Men from across the Highlands and Moray volunteered to take part in the movie, ensuring they would spend their 13-hour day working alongside Bond girl Olga Kurylenko.
Filming in the Highlands began last month and the local extras played their part during a day’s filming on Tuesday.
It is understood their efforts will amount to little more than seven minutes of the film, which is set during the Roman invasion of Britain and tells the story of Quintus Dias, the sole survivor of a raid on a Roman fort.
Newcastle-born writer-director Neil Marshall is among a team now working on the film’s special effects, which include increasing the numbers of Roman soldiers to appear like many thousands.
Ukranian Kurylenko, who appeared in Quantum of Solace, plays Gorlacon, a Pictish Queen who leads the rout of the Roman legion. The film is expected to be released late this year or in early 2010.
Meanwhile, Inverness Castle, the hills above Loch Ness at Dores and swing bridges over the Caledonian Canal could all feature in a Bollywood movie due to be shot in the Highland capital next month.
Filming of the psychological thriller Purple Lake – based on Loch Ness – had been due to begin on Saturday but the start date has now been put back until the end of March.

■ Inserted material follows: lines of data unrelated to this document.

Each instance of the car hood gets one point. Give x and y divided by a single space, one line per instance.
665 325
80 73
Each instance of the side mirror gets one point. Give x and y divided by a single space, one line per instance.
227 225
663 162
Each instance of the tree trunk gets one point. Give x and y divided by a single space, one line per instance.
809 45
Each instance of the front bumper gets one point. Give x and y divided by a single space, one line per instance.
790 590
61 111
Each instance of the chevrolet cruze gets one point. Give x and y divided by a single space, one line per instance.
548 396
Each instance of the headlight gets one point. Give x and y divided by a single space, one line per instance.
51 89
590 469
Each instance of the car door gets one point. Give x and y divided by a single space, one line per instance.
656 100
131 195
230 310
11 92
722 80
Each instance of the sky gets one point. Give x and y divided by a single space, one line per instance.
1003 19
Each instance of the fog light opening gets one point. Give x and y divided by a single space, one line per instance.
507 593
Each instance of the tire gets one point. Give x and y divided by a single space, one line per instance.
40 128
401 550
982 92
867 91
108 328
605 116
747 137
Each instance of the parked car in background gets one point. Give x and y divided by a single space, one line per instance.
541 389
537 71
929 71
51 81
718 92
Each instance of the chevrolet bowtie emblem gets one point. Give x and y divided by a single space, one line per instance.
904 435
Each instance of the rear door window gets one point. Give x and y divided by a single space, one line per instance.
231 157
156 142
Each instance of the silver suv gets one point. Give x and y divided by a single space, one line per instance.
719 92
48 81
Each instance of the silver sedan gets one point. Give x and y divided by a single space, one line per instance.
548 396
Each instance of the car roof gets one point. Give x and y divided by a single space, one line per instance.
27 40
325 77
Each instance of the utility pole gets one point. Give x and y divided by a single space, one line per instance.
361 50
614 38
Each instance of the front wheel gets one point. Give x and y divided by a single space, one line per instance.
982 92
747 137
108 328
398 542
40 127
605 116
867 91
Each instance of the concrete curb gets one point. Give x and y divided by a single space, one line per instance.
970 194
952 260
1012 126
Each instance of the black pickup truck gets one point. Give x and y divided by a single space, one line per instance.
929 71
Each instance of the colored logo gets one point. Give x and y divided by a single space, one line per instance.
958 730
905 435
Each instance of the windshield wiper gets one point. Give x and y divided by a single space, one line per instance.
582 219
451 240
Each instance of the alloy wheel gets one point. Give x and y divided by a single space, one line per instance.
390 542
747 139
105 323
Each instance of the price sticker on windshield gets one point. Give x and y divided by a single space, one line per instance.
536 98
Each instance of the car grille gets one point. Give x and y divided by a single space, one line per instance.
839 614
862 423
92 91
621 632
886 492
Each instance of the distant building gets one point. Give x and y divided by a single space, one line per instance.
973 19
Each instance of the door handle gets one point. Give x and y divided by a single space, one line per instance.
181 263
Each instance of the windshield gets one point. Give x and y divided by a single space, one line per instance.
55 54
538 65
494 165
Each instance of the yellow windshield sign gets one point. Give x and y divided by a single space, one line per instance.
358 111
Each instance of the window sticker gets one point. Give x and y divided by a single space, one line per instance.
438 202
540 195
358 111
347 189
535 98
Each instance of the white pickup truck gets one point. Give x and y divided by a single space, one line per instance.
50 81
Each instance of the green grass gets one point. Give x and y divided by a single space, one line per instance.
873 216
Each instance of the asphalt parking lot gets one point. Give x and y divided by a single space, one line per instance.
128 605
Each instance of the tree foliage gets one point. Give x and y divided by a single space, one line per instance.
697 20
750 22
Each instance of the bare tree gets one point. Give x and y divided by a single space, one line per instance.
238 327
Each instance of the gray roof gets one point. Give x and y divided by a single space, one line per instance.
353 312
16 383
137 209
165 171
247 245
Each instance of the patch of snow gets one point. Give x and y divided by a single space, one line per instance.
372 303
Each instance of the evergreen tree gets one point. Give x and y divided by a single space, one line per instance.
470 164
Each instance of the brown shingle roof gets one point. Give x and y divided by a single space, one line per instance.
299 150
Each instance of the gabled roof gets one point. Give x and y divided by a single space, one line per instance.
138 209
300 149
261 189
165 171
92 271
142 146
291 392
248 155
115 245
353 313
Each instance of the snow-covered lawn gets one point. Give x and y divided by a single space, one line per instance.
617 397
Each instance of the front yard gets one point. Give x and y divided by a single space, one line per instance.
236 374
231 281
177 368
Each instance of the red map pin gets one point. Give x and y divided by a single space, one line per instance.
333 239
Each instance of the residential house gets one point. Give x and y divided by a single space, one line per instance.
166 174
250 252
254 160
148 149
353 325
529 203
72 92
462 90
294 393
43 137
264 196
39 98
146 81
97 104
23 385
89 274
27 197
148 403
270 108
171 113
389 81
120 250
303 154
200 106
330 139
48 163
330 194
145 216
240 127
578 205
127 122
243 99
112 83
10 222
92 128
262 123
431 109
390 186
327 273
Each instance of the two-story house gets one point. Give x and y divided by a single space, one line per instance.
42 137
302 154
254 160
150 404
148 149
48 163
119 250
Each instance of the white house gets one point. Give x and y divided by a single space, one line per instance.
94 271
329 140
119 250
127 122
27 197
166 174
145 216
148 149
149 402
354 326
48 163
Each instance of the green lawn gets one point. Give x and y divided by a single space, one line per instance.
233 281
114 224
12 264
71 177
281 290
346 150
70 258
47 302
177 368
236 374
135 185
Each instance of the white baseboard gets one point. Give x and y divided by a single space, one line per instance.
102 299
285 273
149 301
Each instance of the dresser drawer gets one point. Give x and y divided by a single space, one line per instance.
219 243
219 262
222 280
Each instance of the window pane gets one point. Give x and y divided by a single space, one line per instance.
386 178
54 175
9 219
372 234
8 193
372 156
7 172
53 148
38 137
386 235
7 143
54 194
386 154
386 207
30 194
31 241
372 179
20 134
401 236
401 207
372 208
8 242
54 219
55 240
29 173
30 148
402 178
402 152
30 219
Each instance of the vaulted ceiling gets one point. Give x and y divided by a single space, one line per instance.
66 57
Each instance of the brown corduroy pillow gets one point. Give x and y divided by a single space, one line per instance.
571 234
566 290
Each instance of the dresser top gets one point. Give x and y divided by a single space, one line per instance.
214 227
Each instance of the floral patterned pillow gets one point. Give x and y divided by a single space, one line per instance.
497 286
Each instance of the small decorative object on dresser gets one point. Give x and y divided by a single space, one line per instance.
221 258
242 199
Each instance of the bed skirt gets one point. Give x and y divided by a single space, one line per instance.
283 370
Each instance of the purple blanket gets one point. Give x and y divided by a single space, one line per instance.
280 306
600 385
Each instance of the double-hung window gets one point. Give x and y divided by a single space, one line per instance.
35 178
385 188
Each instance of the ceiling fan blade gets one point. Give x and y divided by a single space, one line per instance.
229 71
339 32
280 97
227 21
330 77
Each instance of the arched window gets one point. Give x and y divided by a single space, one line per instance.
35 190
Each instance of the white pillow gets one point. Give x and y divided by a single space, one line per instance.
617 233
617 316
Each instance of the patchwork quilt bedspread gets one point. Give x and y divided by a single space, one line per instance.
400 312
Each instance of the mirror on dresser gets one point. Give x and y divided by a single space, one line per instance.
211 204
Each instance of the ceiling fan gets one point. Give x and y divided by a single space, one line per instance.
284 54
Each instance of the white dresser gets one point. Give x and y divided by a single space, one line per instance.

Sue Bellarby, a UK-based locations manager for Indian film company ASA Productions and Enterprises, said Inverness and the Highlands would provide the movie’s backdrop during a month of filming.
She has scouted a multitude of locations which could feature in the movie, including Falcon Square, Inverness Castle, Midmills College, the city’s Red Cross building, the River Ness, the Town House and swing bridges over the Caledonian Canal.
The hills and moorland overlooking the east bank of Loch Ness could also be used to create an “eerie winter feel”. Woodland close to Inverness may also be used, while shooting could take place inside a city home.
Ms Bellarby said: “For the size of the city in relation to a lot of other places, Inverness has everything.
“It has everything you could possibly want – shops, a theatre, lots of facilities, but it is only 10 minutes away from some of the most stunning countryside on the planet.”
Ms Bellarby said the film could also give the Highland economy a lift, with the movie’s cast due to stay in the Kingsmill and Thistle hotels during filming.
It is also hoped that after the film’s release, which is due to be this year, visitors will want to come to Inverness and the Highlands to explore some of the sights featured in the movie.
The film’s start date has been put back because of difficulties in bringing Indian actors to Scotland.